During handling of the above exception, another exception occurred:

Traceback (most recent call last):
  File "main.py", line 174, in run
    main()
  File "main.py", line 110, in main
    just_one=Params.tml['justOne'], binary=Params.tml['binary'], threshold=Params.tml['threshold'])
  File "C:\Users\cw_\Documents\GitHub\seera\src\uml\UserSimilarities.py", line 33, in main
    d2t = tm.doc2topics(lda_model, dictionary.doc2bow(doc.split()), threshold=threshold, just_one=just_one, binary=binary)
  File "C:\Users\cw_\Documents\GitHub\seera\src\tml\TopicModeling.py", line 163, in doc2topics
    if t_temp >= threshold:
ValueError: The truth value of an array with more than one element is ambiguous. Use a.any() or a.all()

It might be a byproduct of the previous errors, but it looks like t_temp is an array with 2 elements inside.

hosseinfani commented 1 year ago

@hosseinfani please pull as there is a new version of code. also, have a look at #45 and #42

If not resolved, drop by lab and @soroush-ziaeinejad or I can further help

Lillliant commented 1 year ago

@hosseinfani @soroush-ziaeinejad

Update

After pulling the new changes, installing MS Visual C++, reinstalling TensorFlow and h5py, I can now run SEERa on my laptop with the toy.synthetic data.

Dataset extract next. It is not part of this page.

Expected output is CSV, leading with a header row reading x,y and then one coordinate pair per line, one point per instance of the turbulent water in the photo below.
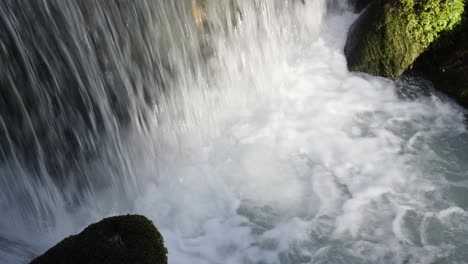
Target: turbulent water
x,y
239,132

I've made a few test runs using the different topic modelling and graph embedding methods, and some of the combinations doesn't run successfully:

The issue with gsdmm persists after re-cloning and re-setting up gsdmm.

If possible, can I come by the lab on Thursday/Friday to resolve any issues and/or discuss any next steps?

hosseinfani commented 1 year ago

@Lillliant Awesome.

You're right, there are some combinations that are not working properly. @soroush-ziaeinejad is working on them. Also, you can debug the code and see what/where is the problem (all the source is available and you can find the issue). Then try to fix it if you can.

Sure, I'll be at EH215 most of the weekdays (except mon-wed when I have classes). Also, @soroush-ziaeinejad will be here to help you more.